As the 500+ science fair projects and K-8 students arrive at FHN on March 4 for the Missouri Tri-County Regional Science and Engineering Fair, anyone can come view students’ projects from 1-5 p.m. and find inspiration in their creativity, while NHS members help run the event from beginning to end.

“It was really cool seeing how creative the kids are with their experiments and being able to see all the work that they put into it and how they already understand the scientific process from so young,” junior NHS president Caitlind Walker said. “I just found it very cool.”

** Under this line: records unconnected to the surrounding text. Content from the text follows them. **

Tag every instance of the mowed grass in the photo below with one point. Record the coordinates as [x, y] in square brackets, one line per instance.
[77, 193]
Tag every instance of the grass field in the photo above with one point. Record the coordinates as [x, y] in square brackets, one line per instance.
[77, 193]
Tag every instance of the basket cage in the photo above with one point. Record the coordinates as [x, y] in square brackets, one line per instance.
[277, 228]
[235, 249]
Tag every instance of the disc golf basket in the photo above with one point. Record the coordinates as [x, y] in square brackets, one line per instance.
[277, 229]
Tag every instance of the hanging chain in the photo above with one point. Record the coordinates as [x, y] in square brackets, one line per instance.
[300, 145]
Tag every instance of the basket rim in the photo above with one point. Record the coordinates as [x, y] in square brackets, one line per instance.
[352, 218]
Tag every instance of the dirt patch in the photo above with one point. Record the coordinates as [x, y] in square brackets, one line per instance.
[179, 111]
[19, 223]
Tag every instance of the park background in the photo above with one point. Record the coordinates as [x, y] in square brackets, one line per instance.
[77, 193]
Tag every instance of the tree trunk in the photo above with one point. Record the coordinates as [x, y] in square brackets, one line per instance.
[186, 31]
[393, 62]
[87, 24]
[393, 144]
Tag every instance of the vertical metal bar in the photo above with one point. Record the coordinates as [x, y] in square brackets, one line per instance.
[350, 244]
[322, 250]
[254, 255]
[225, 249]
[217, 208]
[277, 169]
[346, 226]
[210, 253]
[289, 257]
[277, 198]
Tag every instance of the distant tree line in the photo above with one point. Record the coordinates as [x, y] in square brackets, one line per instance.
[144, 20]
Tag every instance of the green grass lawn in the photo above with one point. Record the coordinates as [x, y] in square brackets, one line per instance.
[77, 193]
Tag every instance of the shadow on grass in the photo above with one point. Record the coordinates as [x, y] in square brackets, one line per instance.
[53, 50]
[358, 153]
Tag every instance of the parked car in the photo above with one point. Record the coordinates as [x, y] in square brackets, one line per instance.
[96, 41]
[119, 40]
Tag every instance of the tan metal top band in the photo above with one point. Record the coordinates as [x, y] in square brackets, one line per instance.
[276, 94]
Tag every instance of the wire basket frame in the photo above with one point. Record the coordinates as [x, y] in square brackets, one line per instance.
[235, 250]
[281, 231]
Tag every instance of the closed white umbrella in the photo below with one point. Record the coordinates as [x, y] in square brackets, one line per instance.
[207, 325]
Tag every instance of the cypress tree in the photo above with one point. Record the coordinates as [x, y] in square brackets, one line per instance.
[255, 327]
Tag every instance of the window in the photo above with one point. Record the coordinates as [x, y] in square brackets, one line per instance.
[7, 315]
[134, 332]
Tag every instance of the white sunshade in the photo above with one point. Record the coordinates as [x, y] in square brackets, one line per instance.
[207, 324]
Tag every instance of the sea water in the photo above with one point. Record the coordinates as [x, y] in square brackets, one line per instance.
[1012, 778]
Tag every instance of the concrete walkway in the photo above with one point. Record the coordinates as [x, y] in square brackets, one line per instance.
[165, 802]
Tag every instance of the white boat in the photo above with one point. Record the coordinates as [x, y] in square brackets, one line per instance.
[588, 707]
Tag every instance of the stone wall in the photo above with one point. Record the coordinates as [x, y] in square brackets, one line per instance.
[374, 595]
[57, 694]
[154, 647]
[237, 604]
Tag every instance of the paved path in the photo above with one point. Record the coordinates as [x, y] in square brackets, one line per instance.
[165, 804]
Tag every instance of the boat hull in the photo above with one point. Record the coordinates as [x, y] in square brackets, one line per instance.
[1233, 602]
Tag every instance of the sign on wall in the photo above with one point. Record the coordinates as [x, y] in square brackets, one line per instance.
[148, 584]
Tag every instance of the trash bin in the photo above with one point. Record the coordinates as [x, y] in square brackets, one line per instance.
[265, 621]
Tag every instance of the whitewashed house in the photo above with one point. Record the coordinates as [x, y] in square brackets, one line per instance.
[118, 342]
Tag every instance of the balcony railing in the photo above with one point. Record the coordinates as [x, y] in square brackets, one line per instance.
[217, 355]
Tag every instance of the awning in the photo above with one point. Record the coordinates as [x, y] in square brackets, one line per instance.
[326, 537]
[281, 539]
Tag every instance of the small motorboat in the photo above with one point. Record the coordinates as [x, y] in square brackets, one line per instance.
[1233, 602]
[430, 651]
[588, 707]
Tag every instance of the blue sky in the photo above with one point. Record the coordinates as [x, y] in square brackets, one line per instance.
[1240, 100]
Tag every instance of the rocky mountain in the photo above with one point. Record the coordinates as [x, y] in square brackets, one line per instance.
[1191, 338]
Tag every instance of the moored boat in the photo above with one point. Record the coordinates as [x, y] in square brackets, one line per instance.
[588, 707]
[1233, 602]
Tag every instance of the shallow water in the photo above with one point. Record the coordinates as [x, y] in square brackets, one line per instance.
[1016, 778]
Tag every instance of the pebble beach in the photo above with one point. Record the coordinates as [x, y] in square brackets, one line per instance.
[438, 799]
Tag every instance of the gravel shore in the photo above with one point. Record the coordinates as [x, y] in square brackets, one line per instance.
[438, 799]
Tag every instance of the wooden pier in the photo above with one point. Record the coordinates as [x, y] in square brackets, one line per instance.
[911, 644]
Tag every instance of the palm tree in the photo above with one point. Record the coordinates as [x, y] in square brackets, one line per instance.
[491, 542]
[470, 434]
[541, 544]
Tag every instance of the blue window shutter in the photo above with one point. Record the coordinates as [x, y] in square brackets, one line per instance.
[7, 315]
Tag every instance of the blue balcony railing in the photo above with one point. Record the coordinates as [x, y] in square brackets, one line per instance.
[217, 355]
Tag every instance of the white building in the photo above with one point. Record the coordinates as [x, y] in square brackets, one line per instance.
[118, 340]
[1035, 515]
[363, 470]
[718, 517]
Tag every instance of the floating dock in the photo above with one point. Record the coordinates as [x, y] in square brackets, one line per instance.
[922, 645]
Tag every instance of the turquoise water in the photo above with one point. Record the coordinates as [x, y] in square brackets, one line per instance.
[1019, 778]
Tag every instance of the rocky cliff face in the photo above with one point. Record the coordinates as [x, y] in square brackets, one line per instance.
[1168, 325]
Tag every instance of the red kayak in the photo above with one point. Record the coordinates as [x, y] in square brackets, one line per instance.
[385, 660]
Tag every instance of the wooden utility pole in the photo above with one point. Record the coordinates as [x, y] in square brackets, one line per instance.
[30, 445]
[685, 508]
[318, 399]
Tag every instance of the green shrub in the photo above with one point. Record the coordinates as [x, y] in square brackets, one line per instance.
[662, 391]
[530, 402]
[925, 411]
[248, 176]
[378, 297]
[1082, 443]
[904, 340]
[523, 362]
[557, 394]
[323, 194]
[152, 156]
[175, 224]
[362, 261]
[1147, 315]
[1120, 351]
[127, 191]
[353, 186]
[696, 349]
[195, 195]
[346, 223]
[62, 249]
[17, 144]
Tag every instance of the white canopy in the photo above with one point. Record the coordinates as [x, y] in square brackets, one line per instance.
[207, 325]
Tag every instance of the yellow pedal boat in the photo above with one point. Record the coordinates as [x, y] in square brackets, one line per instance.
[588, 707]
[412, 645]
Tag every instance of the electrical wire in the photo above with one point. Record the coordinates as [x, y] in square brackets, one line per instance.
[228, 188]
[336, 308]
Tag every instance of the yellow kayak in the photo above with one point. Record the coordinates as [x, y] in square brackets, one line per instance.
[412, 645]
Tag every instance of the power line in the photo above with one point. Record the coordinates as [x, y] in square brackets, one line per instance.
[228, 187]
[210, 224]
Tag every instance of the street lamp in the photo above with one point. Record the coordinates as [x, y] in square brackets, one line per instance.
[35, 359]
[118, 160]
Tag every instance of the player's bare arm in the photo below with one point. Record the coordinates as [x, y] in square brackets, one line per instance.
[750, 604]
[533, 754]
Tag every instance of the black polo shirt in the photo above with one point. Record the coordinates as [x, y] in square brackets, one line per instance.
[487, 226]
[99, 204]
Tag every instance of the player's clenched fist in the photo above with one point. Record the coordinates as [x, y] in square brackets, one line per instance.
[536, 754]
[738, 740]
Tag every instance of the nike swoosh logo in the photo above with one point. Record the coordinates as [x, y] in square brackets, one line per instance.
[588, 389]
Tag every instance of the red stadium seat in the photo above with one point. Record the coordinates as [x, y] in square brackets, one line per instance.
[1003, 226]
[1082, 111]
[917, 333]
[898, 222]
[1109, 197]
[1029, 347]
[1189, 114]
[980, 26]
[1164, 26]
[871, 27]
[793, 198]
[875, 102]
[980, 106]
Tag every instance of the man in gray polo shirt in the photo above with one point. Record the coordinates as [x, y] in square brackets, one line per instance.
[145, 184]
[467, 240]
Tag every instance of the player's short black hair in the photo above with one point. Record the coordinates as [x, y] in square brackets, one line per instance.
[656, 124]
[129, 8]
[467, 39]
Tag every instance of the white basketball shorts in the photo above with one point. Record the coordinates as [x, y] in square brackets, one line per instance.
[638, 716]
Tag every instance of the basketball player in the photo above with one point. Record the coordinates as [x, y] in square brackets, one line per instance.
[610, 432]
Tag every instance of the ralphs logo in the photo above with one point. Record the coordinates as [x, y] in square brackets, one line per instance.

While the general public wanders and inquiries on the projects, NHS members have the opportunity to sign up to help, either for a shift or for the whole day. They can assist in a variety of ways, including setting up in the Learning Commons, writing positive feedback sheets for students, judging projects, setting up the awards table, handing out trophies and cleaning up.

“There’s a big need for all the work that needs to be done, and since they need service points, and [the science fair] is here at Francis Howell North, and it’s all day, it’s kind of a unique opportunity to earn quite a few points in one day,” NHS sponsor Donna Malkmus said.

With NHS members’ help, they can make the science fair experience a moment to remember for students. Though everyone receives a participation medal, the top three students in each category- Biology, Applied Consumer Science, Physical Science or Earth/Environmental- receive medals, with first place getting a trophy. Rather than receiving awards, some NHS members remember their experiences as rewarding in different ways.

“I’ll probably help again because it’s a good opportunity, and I just thought it was interesting to see everyone’s projects,” junior NHS member Jamie Sneed said. “I really enjoyed that, to see their creativity.”

Both NHS members and viewers may even come to encourage the participants to continue enjoying science, giving more meaning to the fair.

“I think it’s important so that they also show younger kids that science is an important thing and that they should continue to be interested in it, as well as making sure that we do have enough volunteers to be able to hold this event and be able to judge all the projects,” Walker said.